We have a cumulative heap of bodies, now approaching 400, but no one is sorting them out in a bid to assess competing claims about how they came to be without life.
This may be because police are blocking access by journalists and independent observers to the morgues.
Or perhaps there is another explanation. Perhaps multiple factors are involved, as they often are in such situations. As the Times man in Nairobi observed
The violence has been a mix of hooliganism, political protest and ethnic bloodletting.
The Times man in Nairobi has been doing a pretty good job. This sounds credible and judicious-- except that it excludes the hypothesis of arbitrary state-sponsored violence as a factor.
Unpardonably.
A very public claim has been made to this effect.
The Times man in Nairobi ought to be ought there trying to either rule it in or out.
The question now being: A mix in what proportions?
The FIDH has done quite a bit of research on the run-up to the election that suggests that there is some validity to (2).
But (2) receives no coverage or investigative attention.
What exactly are the Kenyan police -- who are not exactly Officer Friendly, as a number of human rights organizations, and the U.S. Dept. of State, have often noted -- up to?

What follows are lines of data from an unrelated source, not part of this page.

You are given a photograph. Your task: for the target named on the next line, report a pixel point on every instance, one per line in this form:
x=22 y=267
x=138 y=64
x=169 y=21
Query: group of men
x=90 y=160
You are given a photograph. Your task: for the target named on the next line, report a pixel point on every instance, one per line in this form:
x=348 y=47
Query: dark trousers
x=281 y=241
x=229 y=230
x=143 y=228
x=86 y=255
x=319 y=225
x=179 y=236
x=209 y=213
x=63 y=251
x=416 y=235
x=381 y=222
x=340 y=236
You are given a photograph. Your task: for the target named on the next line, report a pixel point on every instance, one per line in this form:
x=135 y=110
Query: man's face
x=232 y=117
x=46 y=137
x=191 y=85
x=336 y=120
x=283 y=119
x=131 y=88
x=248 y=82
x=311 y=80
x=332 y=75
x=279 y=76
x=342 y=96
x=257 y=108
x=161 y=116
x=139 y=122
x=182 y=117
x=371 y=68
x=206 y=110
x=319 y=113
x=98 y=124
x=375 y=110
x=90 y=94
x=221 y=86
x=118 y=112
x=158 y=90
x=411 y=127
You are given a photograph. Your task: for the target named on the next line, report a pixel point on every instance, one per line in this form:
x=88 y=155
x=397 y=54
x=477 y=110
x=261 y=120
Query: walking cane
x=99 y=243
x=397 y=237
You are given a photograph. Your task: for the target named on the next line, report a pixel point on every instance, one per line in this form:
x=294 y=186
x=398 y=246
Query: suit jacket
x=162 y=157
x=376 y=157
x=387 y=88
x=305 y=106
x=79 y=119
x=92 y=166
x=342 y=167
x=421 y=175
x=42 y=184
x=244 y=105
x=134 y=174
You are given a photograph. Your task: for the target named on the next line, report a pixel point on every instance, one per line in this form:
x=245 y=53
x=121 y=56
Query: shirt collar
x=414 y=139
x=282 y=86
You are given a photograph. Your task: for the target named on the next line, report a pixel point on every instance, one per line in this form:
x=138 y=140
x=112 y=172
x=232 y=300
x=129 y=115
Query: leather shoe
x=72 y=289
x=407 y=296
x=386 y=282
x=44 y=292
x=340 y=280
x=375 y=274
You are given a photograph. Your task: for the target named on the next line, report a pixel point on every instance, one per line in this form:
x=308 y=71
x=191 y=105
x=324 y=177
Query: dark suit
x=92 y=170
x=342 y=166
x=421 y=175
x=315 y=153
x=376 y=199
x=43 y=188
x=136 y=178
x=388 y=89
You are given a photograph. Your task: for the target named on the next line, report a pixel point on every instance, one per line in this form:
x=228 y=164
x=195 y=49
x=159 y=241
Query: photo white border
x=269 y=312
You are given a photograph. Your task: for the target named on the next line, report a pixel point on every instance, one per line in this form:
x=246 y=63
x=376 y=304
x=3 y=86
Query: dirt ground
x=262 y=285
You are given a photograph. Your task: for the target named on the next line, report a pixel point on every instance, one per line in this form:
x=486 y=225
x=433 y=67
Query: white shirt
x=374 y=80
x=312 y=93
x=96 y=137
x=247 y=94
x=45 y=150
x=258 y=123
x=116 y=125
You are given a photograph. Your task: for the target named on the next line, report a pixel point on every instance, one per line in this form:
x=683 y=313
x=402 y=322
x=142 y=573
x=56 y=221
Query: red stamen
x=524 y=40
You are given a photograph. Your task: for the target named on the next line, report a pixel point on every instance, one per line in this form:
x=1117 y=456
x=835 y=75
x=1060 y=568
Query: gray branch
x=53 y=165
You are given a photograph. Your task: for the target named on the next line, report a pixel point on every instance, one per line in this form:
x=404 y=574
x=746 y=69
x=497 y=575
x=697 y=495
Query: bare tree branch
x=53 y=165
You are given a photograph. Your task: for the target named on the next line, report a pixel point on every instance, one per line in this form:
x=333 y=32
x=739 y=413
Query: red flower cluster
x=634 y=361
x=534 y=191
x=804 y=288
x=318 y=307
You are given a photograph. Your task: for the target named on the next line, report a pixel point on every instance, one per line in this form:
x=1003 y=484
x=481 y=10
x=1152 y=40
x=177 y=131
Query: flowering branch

We need a body count that sorts the bodies into (1) people killed by the crude weapons used by tribal mobs and rioters and (2) people killed by the assault rifles used by the RSU.
But journalists and medical observers are reportedly being denied access to morgues.
In which case one is left to speculate on the motives of a government which claims the deaths are being produced by mob violence, but which does not permit independent verification of that claim.
And reports prior to the election seem to indicate that (2) may have some validity to it.
The Kenyan Human Rights Commission's second periodic report on the campaign, for examle — titled "Still Behaving Badly" — cites numerous illegalities committed by the campaign for the incumbent, emphasizing cases such as the following:
In our first report, the KNCHR called for action against the Minister for Roads, HonSimeon Nyachae for his role in the Kisii violence against ODM leaders on 21/9/07. No known action has been taken. On 25/11/07, a government vehicle (White Mitsubishi Pajero, GK A545H) (See vehicle in Annex 1) assigned to the Assistant Minister for Water, Raphael Wanjala, was impounded in Naivasha carrying assorted crude weapons. The weapons included 100 pangas, whips, bows and arrows and 70 Somali swords. Also found in the car were President Mwai Kibaki s campaign posters and those of Mr Wanjala. No known action has been taken against Hon Wanjala regarding this incident.
See
Government officials loading up official cars with enough weapons to arm a decent-sized lynch mob.
This is a serious charge.
Is that really true?
How often is that occurring?
I will be looking to see if the FIDH has anything to add on the subject today. I think their point of view needs to be given more time on the gazillion-jigawatt megaphone, and reality-tested in the marketplace of ideas here.